Cristina
Della Coletta, NEH Distinguished Teaching Professor
Clarissa Caldwell, CLAS 2005
In 1994 the
Teaching Resource Center won a Special Challenge Grant from the National
Endowment for the Humanities. This grant, together with gifts secured
by the Dean of the Faculty of Arts and Sciences, enabled the creation
of three rotating U.Va. Distinguished Teaching Professorships. Each endowed
chair recognizes excellent undergraduate teaching in the humanities. Cristina
Della Coletta is the 2002-2005 Horace W. Goldsmith NEH Distinguished Teaching
Professor of Italian. Cristina Della Coletta has come to conceive of her
instructional mission at U.Va. as an "ever- expanding and continually
renewed conversation" extending to colleagues, students, and the
community. Consequently, she has transformed her Italian studies courses
into occasions for discovery, analysis and growth. She encourages students
to adopt an unbiased outlook on a "different" culture and incorporates
their personal interests into the curriculum. According to Della Coletta,
this assimilation of multiple perspectives forms "the dialogic principle
that lies at the core of intellectual action." In Fall 2002, Della
Coletta commences a three-phase project on cooperative learning that focuses
on team-teaching, team-learning, and technology. She seeks the most effective
methods to incorporate "teams" into the learning process: What
is the best way to select teams and design course material? How can instructors
unify various interdisciplinary perspectives and integrate approaches?
Della Coletta will also examine the role of technology in the planning,
implementation, and assessment of interdisciplinary team-based courses.
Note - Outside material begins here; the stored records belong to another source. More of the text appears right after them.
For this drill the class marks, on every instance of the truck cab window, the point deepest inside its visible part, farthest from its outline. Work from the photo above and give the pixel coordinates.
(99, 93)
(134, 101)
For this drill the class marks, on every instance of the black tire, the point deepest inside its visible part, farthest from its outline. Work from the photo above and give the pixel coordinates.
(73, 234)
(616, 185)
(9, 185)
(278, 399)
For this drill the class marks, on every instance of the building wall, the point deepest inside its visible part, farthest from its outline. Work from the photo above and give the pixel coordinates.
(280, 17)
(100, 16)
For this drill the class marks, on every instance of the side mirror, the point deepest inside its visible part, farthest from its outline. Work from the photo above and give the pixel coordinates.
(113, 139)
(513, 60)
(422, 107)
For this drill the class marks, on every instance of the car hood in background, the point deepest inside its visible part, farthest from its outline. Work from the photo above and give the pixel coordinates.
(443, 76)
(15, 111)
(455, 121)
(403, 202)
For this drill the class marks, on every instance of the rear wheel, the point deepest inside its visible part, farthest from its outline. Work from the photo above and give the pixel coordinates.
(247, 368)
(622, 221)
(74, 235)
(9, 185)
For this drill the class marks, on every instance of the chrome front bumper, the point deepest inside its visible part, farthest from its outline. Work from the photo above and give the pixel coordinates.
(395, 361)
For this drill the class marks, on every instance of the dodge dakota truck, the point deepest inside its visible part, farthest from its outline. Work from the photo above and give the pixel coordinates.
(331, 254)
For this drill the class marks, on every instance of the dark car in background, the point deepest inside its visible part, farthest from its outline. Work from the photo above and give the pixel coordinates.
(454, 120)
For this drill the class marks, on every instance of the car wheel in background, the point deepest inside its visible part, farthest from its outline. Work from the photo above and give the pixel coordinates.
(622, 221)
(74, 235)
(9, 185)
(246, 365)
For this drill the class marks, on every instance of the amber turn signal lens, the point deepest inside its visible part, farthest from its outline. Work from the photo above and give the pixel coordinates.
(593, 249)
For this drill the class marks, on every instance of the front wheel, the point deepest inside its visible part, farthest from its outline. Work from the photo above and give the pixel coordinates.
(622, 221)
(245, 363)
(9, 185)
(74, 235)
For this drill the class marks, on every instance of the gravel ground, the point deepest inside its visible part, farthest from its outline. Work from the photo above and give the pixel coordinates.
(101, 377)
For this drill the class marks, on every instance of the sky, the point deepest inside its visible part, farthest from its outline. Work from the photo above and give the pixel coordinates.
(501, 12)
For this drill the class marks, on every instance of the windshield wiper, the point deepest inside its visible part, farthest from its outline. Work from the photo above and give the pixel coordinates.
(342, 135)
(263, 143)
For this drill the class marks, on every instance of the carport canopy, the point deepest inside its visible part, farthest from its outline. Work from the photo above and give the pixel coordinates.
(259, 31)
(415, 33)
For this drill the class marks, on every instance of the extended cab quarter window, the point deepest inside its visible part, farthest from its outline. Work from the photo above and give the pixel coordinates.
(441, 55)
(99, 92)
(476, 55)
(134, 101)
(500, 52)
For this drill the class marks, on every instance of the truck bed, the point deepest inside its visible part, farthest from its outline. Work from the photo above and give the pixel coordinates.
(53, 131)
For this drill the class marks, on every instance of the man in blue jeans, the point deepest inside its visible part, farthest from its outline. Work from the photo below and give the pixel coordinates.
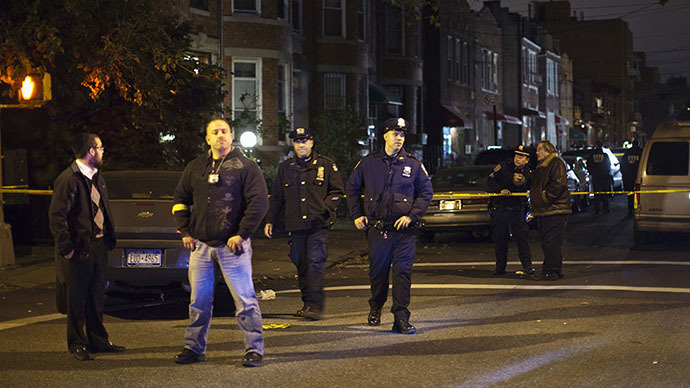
(220, 201)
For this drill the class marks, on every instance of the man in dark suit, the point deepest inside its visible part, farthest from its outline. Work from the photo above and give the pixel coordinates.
(81, 222)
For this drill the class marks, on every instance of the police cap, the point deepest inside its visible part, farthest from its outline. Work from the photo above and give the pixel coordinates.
(521, 150)
(394, 124)
(301, 134)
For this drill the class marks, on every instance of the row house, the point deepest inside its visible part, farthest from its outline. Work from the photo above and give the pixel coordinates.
(289, 61)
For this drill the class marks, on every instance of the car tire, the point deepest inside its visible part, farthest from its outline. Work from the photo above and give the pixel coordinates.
(61, 296)
(223, 304)
(427, 236)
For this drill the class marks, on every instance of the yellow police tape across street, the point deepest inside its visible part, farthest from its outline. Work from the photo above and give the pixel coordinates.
(19, 190)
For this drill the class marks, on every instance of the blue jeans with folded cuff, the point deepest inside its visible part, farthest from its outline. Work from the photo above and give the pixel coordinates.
(237, 272)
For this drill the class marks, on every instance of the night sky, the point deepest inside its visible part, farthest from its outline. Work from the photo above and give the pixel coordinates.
(663, 32)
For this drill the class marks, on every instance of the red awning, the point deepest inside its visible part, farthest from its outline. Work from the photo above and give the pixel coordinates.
(503, 117)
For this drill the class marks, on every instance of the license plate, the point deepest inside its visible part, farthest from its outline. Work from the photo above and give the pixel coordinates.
(144, 257)
(449, 205)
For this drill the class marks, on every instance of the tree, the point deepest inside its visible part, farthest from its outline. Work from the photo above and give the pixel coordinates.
(119, 69)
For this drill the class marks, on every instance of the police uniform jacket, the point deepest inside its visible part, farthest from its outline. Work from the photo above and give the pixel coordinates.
(392, 187)
(549, 193)
(214, 212)
(311, 190)
(502, 178)
(629, 165)
(71, 212)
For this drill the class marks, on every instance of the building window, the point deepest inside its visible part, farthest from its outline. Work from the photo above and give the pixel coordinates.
(362, 18)
(456, 61)
(245, 93)
(333, 18)
(297, 15)
(199, 4)
(395, 31)
(334, 96)
(449, 56)
(246, 7)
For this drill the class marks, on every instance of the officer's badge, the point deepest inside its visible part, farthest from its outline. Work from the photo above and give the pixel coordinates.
(407, 171)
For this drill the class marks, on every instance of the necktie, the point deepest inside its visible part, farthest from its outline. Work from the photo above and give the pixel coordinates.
(98, 218)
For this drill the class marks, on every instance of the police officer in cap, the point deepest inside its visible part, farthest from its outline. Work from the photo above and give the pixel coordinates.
(310, 187)
(511, 176)
(397, 191)
(599, 167)
(629, 165)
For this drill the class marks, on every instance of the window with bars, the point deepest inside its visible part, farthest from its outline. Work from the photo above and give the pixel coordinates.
(333, 18)
(334, 96)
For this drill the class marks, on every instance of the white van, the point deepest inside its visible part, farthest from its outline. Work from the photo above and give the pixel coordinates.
(665, 165)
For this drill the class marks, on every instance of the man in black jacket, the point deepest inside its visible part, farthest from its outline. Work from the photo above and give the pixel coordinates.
(550, 201)
(310, 186)
(80, 220)
(219, 203)
(511, 176)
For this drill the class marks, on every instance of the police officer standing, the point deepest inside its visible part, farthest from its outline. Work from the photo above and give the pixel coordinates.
(397, 191)
(310, 186)
(599, 166)
(629, 166)
(511, 176)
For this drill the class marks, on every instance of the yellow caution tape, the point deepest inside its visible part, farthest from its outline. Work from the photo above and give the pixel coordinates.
(276, 326)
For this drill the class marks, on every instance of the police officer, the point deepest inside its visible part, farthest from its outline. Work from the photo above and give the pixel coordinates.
(511, 176)
(397, 191)
(599, 166)
(310, 186)
(629, 166)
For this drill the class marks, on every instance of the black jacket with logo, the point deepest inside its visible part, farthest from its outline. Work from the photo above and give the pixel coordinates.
(214, 212)
(311, 190)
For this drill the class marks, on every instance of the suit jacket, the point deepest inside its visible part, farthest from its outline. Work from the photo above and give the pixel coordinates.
(71, 215)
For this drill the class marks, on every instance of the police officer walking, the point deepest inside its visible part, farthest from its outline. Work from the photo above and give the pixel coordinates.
(311, 188)
(511, 176)
(599, 166)
(629, 165)
(397, 191)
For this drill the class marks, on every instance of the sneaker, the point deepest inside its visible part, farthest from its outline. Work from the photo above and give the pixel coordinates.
(252, 359)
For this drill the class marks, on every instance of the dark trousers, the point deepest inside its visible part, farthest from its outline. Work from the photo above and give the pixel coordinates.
(506, 219)
(396, 249)
(308, 252)
(552, 231)
(86, 298)
(601, 185)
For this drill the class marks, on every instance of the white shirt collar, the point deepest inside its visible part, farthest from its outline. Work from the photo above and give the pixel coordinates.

She plans to organize panels on each aspect of her research, involving
faculty members from different disciplines. The culmination of her project
will be an interdisciplinary team-taught course, devoted to the adaptation
of texts into films across cultural lines. Through these endeavors Della
Coletta aims to promote consideration of how collaborative learning can
diminish disciplinary barriers and heighten students' ability to engage
in critical thought.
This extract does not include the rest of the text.